Inovação
Borbulhante de maracujá-da-caatinga pode abrir novo mercado para agricultores do Semiárido
Semelhante ao vinho, bebida alcoólica gaseificada agrega valor à fruta nativa e estimula cultivo comercial

Paloma Santos | Brasília
12/06/2025 - 08:00

Uma parceria entre a Embrapa Semiárido e a Universidade Federal da Paraíba (UFPB) pode abrir novas oportunidades para agricultores do Semiárido nordestino.
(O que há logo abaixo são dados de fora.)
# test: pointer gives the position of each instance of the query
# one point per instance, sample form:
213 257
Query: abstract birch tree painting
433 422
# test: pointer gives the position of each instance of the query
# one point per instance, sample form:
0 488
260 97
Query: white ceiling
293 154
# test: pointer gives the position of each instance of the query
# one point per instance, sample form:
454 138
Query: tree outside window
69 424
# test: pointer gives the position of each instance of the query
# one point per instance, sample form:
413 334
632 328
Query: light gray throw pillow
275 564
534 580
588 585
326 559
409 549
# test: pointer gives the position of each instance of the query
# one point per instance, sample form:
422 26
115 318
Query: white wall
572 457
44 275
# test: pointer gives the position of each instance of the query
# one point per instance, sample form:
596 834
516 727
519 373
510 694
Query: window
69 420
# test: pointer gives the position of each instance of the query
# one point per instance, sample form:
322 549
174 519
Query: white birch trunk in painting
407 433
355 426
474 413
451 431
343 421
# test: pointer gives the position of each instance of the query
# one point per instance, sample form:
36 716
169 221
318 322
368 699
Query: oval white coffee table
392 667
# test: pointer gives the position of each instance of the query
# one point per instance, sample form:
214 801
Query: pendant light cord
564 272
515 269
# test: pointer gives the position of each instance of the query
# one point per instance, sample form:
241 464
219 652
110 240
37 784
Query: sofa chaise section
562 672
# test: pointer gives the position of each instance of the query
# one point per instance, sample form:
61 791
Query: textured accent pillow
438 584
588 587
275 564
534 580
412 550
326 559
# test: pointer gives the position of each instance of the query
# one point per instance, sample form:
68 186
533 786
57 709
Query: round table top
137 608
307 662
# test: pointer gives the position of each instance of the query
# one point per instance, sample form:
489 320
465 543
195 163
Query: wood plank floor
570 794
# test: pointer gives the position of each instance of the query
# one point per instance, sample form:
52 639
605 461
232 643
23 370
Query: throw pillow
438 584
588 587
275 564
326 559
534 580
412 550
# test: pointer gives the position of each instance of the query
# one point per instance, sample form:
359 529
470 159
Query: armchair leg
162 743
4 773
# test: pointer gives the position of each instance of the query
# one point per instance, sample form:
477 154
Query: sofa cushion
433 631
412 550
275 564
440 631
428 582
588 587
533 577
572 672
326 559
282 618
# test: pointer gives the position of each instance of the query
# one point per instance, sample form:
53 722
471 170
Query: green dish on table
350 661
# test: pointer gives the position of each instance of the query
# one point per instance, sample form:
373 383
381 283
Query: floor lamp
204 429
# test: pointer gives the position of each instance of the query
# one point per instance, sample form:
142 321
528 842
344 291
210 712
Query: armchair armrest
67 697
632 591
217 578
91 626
Trata-se de um fermentado, tipo bebida gaseificada, elaborada a partir do maracujá-da-caatinga (passiflora cincinnata), que combina características refrescantes com o processo de produção que se assemelha a um espumante. O produto pode agregar valor à fruta nativa, fomentar o cultivo comercial e estimular cadeias produtivas sustentáveis na região.
O maracujá-da-caatinga é uma frutinha pequena, tradicionalmente coletada por extrativistas, comumente usada na produção artesanal de geleias, mousses e sucos. Mas, graças a 12 anos de trabalho do time da Embrapa Semiárido, o espécime foi aprimorado. Ficou maior, mais resistente, produtivo e se tornou a cultivar BRS Sertão Forte, adaptada tanto ao clima da Caatinga quanto ao Cerrado.
“Esse material que a gente desenvolveu tem de três a cinco vezes o tamanho do fruto original, com maior produtividade e resistência à seca e a pragas de solo”, explica Natoniel Franklin de Melo, um dos pesquisadores envolvidos. “Isso permite sair do extrativismo e partir para um cultivo comercial com sementes licenciadas e material padronizado”, complementa
A partir da BRS Sertão Forte, surgiu outra proposta: transformar o fruto em um borbulhante, uma bebida fermentada com gás – uma alternativa aos espumantes de uva, mas com identidade própria. O produto não pode ser chamado legalmente de espumante, pois a legislação brasileira reserva esse termo às bebidas derivadas da uva, mas se aproxima em sabor e apresentação.
O processo de produção da bebida fermentada gaseificada com o maracujá-da-caatinga segue o mesmo método tradicional utilizado para a elaboração de espumantes, conhecido como método champenoise (ou método tradicional). Esse processo envolve duas fermentações: a primeira transforma os açúcares da fruta em álcool, e a segunda — realizada já na garrafa — gera o gás carbônico natural, responsável pela efervescência característica da bebida. “É uma bebida refrescante, com sabor único e muito atrativa”, completa o pesquisador.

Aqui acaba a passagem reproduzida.